Se hoje a dívida volta a crescer nas mesmas proporções, a relação dívida pública/PIB dos EUA chegaria perto de 125%, não muito longe da situação atual na Itália. Isso também induziria um rebaixamento na classificação do governo federal dos EUA e um aumento no custo de seus empréstimos.

E se a economia do lado da oferta não funcionou na década de 80 – quando a alíquota marginal foi reduzida de 70 para 50% – que razão há para funcionar hoje quando foi reduzida em 20%, mas partindo de níveis já mais baixos? Ainda é, a suposição de que os cortes de impostos são suficientes para estimular um boom de investimentos pode se mostrar inadequada. Na verdade, como Keynes nos ensinou há muitos anos e como os ganhadores do Prêmio Nobel Akerlof e Shiller recentemente nos lembraram, os investimentos recomeçam quando o "espírito animal" dos empreendedores é ativado.

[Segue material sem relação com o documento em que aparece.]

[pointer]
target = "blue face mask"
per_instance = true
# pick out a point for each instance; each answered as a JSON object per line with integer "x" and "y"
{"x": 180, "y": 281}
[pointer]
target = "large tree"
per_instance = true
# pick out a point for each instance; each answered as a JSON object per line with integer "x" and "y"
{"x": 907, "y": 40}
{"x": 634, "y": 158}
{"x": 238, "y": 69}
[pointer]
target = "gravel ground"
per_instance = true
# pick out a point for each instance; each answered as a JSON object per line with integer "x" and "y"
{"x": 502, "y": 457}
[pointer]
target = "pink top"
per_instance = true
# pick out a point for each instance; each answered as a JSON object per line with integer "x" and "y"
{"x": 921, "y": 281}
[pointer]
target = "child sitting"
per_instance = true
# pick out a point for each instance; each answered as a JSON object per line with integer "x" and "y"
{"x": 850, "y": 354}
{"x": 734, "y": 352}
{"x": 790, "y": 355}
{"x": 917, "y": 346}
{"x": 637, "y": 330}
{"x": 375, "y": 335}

Bem, é difícil para esses ânimos se inflamar em um contexto caracterizado por ainda alta incerteza: a crise da última década é de certa forma uma crise de "superprodução" e os empresários ainda podem ser cautelosos em investir se um aumento estável da demanda agregada .

Depois, ligado ao anterior, há outro elemento a considerar: os efeitos sobre desigualdade. Um corte de juros com foco corporativo, como este, provavelmente geraria uma mudança de riqueza das classes média e baixa para os mais ricos, contradizendo o objetivo da campanha de Trump de reviver a classe média. Esse aumento da desigualdade pode ser previsto com base em dois efeitos: um direto e outro indireto.

A direta decorre do fato de que a redução do imposto é sobretudo para as empresas e, portanto, para os rendimentos do capital, não para os rendimentos do trabalho. O efeito indireto pode vir da possível necessidade de Trump de cortar gastos públicos para evitar um aumento excessivo do déficit público.

Bem, é de se presumir que o corte nos gastos públicos iria para enfraquecer ainda mais o já escasso estado de bem-estar social americano, com consequências negativas para as classes média e baixa. E, além disso, esse crescimento assimétrico da renda poderia gerar estímulos insuficientes para a demanda agregada, que cresce mais quando sobem as rendas das classes média e baixa e cresce menos quando sobem apenas as rendas dos mais ricos.

A última objeção é sobre a falta de elegância desta administração que, ao lançar esta enorme redução de impostos, recusa-se a tornar públicas as declarações fiscais do Presidente e dos seus principais colaboradores, ajudando a alimentar suspeita de conflito de interesses plutocrático.